Dit belet echter niet dat het wél een begin van schriftelijk bewijs uitmaakt. De wet van 11 maart 2003 sluit de toepassing van artikel 1347 BW geenszins uit (zie R. Bisciari, “Het bewijs in de elektronische context” in X, Elektronische Handel: juridische en praktische aspecten, Heule, UGA, 2004, 272-273: “Aldus kunnen elektronische berichten die niet voldoen aan de voorwaarden om erkend te worden als elektronische onderhandse akten (e-mail zonder perfecte elektronische handtekening, sms-jes, kopieën ...) omdat zij geen enkele garantie bieden inzake de integriteit van het document en de identificatie van de auteur, toch de kwalificatie van “geschrift” toegekend krijgen indien de voorwaarden inzake leesbaarheid en stabiliteit vervuld zijn. Zij kunnen dan de waarde van een begin van bewijs door geschrift toegekend krijgen, op voorwaarde dat zij beantwoorden aan de definitie hiervan, of van een vermoeden. Zodoende kunnen zij dan, aangevuld met andere elementen, bewijskracht genieten”).
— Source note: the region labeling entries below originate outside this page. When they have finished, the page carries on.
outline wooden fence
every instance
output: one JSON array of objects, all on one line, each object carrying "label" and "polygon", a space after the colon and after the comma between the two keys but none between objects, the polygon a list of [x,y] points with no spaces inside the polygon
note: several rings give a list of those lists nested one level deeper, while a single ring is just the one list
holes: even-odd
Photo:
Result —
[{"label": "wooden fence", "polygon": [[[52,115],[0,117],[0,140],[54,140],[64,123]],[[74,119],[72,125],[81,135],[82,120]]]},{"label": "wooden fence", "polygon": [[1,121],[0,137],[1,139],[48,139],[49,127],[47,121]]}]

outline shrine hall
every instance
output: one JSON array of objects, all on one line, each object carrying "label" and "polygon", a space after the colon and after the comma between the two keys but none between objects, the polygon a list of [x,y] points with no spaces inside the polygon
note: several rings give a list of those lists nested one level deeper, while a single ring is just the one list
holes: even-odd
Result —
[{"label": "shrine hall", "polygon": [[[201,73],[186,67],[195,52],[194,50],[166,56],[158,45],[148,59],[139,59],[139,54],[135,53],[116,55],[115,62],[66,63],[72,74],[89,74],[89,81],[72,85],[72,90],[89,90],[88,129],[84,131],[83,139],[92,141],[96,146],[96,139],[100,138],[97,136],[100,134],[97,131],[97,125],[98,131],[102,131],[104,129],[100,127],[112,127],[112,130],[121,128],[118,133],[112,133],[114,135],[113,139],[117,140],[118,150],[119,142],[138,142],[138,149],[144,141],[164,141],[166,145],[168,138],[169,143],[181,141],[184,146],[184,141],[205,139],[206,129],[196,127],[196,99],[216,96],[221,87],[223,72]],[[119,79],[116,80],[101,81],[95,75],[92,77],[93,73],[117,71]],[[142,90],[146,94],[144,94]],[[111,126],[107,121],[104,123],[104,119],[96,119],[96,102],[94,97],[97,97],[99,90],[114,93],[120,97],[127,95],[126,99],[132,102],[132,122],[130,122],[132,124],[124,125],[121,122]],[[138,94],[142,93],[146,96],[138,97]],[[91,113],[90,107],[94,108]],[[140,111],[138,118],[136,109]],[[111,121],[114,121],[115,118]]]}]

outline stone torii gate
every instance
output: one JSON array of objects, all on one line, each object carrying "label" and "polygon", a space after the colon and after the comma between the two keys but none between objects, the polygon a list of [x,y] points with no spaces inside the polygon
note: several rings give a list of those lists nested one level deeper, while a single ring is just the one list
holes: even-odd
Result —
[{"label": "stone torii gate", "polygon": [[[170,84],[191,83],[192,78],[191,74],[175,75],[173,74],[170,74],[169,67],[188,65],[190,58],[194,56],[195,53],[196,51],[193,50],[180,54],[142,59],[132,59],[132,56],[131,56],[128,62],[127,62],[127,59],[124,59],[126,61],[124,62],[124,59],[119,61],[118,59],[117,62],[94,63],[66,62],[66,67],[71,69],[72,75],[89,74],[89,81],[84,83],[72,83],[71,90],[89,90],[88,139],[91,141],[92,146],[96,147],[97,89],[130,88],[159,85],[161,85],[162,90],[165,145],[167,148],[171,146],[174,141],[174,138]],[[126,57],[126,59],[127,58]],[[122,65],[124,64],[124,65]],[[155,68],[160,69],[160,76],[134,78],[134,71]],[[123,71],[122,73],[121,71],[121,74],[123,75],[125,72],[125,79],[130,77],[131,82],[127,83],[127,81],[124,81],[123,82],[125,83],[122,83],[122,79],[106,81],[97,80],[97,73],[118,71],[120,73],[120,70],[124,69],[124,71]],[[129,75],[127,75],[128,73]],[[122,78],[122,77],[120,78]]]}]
Wanneer een begin van schriftelijk bewijs voorligt, is het een partij, in afwijking van artikel 1341 BW, toegelaten gebruik te maken van aanvullend bewijs, zelfs getuigen en vermoedens.
Dit neemt dan evenwel niet weg dat een partij die zich op een Sms-bericht beroept als begin van bewijs in haar verdere bewijsvoering kan falen.
zie ook Antwerpen 29 april 2013, NjW 2014, afl. 300, 319:
De bewijsverplichtingen van artikel 1341 BW kent een uitzondering wanneer een begin van bewijs door geschrift aanwezig is (art. 1347 BW). Omdat van een sms-bericht niet met zekerheid vaststaat dat die uitgaat van de verwerende partij, kan een smsbericht niet aanzien worden als een begin van bewijs.